Олрис не мог проводить с Ингритт много времени, так как у каждого из них имелась куча своих дел. И, тем не менее, не проходило дня, чтобы они не поболтали хотя бы несколько минут. Олрис только сейчас начал понимать, каким унылым и пустым казался Марахэн без Ингритт. И это было не единственной переменой к лучшему. После возвращения из Руденбрука Нэйд, казалось, потерял весь прежний интерес к его матери. За целый месяц он пришел к ней лишь однажды, и остался совсем ненадолго. Вероятнее всего, виной тому была мучительная боль в незаживающем колене, но это не мешало Олрису мечтать о том, что Нэйд совсем лишился мужской силы. Это было бы вполне заслуженным возмездием за все страдания, которых натерпелась его мать — да и многие другие женщины, если на то пошло.
В общем, все складывалось как нельзя лучше, и Олрис не помнил, чтобы он когда-нибудь чувствовал себя таким счастливым — разве что в далеком детстве, когда он жил с матерью, а Нэйда еще и в помине не было.
Так прошел почти целый месяц, а в последних числах сентября, когда Олрис только-только начал засыпать, лежа на своем жестком тюфяке в казарме, Дакрис неожиданно потряс оруженосца за плечо.
— Вставай и одевайся. Только тихо, — приглушенным голосом распорядился он. В другое время Олрис бы наверняка отметил необычную интонацию наставника, но в тот момент он просто встал, и, бестолково тараща слипающиеся глаза, начал одеваться, не особо вдумываясь, зачем это нужно.
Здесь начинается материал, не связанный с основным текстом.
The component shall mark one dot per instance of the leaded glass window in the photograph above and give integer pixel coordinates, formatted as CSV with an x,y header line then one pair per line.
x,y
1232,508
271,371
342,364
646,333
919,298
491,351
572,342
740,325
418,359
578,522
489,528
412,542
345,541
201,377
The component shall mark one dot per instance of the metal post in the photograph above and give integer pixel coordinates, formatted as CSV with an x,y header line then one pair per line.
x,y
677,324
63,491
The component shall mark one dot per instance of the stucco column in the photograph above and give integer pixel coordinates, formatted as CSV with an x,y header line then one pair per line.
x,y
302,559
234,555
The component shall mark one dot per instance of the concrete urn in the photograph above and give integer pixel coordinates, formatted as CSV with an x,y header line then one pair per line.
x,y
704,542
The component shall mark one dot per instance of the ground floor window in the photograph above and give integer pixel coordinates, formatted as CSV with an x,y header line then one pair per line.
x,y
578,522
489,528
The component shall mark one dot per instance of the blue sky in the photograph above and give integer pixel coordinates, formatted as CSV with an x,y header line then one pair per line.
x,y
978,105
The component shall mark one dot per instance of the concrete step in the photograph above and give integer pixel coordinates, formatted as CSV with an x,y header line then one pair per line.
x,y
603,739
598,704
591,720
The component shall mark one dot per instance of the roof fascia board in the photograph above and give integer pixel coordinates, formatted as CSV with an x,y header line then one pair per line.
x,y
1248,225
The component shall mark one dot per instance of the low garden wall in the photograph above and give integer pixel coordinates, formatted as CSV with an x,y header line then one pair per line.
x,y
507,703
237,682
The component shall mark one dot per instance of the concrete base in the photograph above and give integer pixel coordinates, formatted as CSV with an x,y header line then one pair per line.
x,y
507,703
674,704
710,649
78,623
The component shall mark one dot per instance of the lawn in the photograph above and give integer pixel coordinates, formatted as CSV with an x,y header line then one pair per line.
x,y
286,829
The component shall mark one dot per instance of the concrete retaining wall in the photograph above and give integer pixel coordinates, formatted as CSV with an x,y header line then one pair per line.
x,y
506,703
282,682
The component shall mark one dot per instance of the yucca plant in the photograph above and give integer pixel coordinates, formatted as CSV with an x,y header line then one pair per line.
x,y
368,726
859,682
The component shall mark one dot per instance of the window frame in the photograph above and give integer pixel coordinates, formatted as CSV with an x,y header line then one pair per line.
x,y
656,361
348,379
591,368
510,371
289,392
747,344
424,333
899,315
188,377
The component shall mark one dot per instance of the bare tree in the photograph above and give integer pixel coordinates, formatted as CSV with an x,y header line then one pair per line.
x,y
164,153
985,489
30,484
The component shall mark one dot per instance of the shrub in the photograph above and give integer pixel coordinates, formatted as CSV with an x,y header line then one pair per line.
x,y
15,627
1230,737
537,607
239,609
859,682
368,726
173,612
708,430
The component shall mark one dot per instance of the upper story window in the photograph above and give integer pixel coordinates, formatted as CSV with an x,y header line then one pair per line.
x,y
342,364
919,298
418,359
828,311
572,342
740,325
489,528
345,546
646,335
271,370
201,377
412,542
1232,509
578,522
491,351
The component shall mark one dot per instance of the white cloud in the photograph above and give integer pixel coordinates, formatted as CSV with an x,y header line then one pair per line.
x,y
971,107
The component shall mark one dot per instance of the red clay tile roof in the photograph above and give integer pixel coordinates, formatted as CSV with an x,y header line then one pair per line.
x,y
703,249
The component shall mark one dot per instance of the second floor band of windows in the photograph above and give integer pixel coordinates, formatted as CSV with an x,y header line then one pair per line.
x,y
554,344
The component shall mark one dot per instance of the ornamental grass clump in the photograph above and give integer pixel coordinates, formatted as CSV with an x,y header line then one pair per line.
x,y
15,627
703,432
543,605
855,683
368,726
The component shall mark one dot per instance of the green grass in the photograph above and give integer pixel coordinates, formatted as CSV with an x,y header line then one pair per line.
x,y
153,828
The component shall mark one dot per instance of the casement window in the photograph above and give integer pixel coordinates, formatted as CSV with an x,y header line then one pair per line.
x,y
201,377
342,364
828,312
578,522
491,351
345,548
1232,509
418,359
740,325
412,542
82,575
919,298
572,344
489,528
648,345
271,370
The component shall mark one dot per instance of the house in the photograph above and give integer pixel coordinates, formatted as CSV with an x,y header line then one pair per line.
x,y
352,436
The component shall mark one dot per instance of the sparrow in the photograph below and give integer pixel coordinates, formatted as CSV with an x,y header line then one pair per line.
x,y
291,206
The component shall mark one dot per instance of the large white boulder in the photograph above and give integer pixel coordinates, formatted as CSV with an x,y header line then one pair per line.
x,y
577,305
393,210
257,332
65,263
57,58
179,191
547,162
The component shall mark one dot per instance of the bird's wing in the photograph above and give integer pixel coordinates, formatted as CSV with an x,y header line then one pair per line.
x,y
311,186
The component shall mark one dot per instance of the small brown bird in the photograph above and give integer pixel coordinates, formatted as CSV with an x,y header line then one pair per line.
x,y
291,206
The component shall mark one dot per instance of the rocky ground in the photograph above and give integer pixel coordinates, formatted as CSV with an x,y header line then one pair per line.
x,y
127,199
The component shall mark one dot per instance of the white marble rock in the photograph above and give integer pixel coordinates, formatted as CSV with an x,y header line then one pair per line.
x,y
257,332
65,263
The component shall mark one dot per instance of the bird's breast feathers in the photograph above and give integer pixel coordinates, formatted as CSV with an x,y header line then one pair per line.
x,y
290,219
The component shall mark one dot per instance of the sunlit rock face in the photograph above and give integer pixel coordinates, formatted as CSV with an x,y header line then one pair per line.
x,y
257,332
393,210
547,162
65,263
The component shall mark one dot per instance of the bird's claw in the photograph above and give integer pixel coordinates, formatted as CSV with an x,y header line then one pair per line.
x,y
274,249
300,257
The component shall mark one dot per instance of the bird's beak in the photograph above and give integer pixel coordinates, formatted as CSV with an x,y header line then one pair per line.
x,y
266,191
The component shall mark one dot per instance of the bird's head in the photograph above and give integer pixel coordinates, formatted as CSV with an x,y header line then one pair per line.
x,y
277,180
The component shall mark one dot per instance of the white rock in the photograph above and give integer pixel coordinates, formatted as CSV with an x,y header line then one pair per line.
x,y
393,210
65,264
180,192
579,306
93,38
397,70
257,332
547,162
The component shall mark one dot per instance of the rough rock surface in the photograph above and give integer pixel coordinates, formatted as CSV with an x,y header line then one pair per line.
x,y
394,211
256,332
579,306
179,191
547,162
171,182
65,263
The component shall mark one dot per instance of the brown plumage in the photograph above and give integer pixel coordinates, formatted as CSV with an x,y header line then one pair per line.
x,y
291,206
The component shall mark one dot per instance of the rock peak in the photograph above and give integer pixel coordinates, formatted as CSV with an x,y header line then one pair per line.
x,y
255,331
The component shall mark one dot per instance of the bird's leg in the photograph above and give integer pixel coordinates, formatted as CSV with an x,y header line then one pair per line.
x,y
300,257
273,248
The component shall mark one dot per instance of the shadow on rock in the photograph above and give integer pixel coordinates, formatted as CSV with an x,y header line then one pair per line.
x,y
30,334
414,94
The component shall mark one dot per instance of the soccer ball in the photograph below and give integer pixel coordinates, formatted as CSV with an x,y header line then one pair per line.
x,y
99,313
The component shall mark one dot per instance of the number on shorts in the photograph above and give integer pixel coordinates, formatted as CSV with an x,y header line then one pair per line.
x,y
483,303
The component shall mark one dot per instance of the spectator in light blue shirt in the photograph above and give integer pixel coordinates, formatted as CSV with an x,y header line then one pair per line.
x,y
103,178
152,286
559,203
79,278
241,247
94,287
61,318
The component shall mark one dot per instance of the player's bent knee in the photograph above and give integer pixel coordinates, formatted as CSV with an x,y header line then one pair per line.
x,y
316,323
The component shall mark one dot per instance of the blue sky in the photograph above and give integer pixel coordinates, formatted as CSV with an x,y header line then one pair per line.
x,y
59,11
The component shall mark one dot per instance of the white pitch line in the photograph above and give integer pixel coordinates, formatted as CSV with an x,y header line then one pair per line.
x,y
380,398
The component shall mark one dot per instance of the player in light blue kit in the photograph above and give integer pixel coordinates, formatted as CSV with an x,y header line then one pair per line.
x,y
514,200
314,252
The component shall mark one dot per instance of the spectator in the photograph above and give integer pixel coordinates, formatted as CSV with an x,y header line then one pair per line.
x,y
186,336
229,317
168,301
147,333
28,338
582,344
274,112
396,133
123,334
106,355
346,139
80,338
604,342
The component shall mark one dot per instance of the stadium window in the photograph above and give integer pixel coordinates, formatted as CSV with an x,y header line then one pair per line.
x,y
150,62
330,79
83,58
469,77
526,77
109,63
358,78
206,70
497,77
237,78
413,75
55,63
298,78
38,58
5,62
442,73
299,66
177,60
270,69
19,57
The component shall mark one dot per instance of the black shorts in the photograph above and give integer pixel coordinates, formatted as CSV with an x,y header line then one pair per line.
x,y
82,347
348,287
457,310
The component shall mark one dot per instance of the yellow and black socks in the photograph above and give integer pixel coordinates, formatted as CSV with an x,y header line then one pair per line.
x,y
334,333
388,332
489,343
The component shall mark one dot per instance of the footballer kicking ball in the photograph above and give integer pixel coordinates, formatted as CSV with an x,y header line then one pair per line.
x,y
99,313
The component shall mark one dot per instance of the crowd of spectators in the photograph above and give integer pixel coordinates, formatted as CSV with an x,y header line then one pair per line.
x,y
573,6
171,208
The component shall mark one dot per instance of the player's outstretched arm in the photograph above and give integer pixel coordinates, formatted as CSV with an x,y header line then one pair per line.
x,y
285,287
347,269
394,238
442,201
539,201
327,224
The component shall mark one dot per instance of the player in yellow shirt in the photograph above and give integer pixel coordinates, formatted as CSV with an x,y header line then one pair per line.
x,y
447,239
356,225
Дакрис давно приучил его беспрекословно выполнять свои приказы. Краем глаза Олрис видел, как в темноте так же бесшумно одевались еще несколько мужчин, но это зрелище его не удивило. В казарму постоянно кто-нибудь входил и выходил. Сменялись караулы, возвращались из деревни те, кто, подкупив дозорных, бегал к местным девкам…
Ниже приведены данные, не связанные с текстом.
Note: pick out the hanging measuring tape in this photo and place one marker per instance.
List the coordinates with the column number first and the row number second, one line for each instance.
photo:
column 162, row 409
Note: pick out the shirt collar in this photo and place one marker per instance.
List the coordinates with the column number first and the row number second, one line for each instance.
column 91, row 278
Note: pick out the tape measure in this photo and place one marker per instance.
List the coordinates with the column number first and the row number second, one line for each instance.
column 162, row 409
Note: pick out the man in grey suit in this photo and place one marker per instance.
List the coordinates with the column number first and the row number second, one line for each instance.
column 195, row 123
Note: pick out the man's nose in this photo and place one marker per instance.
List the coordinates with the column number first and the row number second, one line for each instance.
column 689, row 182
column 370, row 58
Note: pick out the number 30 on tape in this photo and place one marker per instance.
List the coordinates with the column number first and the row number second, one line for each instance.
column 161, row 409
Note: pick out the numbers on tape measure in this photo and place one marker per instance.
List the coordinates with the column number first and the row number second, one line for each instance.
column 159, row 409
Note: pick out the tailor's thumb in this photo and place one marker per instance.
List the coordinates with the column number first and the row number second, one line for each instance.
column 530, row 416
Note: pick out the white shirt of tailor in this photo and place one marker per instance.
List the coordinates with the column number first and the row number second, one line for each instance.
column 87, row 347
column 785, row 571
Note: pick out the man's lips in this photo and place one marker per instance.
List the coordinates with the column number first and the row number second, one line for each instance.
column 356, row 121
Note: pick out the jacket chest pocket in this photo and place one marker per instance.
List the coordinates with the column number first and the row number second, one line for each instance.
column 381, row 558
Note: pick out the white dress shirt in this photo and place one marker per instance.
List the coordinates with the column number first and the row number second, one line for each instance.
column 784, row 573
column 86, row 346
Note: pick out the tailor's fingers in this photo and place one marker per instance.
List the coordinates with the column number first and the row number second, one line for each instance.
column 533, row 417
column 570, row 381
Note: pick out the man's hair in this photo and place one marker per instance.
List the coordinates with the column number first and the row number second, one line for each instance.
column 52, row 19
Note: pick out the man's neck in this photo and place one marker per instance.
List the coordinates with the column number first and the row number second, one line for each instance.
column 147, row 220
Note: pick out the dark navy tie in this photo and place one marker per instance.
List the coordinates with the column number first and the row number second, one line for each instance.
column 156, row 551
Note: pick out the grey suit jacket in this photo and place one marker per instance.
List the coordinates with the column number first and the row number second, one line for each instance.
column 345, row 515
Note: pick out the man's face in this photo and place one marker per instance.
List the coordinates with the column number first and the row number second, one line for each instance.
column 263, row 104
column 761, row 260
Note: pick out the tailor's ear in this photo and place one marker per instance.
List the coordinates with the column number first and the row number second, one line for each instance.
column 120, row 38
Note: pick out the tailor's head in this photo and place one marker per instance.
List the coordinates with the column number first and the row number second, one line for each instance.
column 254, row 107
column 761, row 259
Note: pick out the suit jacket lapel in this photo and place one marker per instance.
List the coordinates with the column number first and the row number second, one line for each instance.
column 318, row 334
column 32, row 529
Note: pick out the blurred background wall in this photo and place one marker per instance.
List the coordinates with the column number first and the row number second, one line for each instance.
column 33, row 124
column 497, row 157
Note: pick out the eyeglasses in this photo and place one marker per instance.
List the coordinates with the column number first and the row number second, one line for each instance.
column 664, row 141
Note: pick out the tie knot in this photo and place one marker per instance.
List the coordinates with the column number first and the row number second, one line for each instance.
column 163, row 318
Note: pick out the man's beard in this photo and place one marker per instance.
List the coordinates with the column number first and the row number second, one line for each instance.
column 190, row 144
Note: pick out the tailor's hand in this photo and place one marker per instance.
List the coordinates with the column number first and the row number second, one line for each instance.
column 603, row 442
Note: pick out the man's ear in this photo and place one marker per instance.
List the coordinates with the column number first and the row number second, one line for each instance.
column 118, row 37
Дакрис запахнулся в длинный темный плащ из плотной шерсти, и знаком показал Олрису, чтобы тот тоже взял свой плащ. «Значит, мы идем на улицу?» — подумал тот. Сонливость развеялась, и Олрис с любопытством вскинул взгляд на Дакриса. Он уже собирался спросить, что они будут делать, но наставник молча показал ему кулак, а потом прижал палец к губам. После такого Олрис предпочел воздержаться от вопросов, но его любопытство разгорелось еще сильнее. Когда они вышли из казармы, Олрис машинально посмотрел на небо. Оно было затянуто мрачными, предгрозовыми тучами, и только один небольшой клочок на западе остался чистым. В этом небольшом просвете можно было, приглядевшись, различить тусклые пятнышки нескольких звезд. Олрис внезапно осознал, что во двор вышли не только они с Дакрисом, но и, по меньшей мере, еще два десятка человек, одетых в одинаковые темные плащи, и людей постоянно прибывало. Из конюшен им навстречу выводили оседланных лошадей. Олрис застыл от удивления, когда безликий в темноте слуга подвел к нему его кобылу — до сих пор он всегда сам седлал лошадей и себе, и Дакрису, и не привык, чтобы кто-нибудь делал это за него.
— Быстрее, что ты там копаешься?.. — процедил Дакрис откуда-то сверху. Олрис вскочил в седло, чувствуя, что голова у него идет кругом.
— Открыть ворота, — не повышая голоса, произнес всадник рядом с Олрисом, обращаясь к стоявшему рядом с ним Рыжебородому. Мясник почтительно кивнул и замахал рукой дозорным.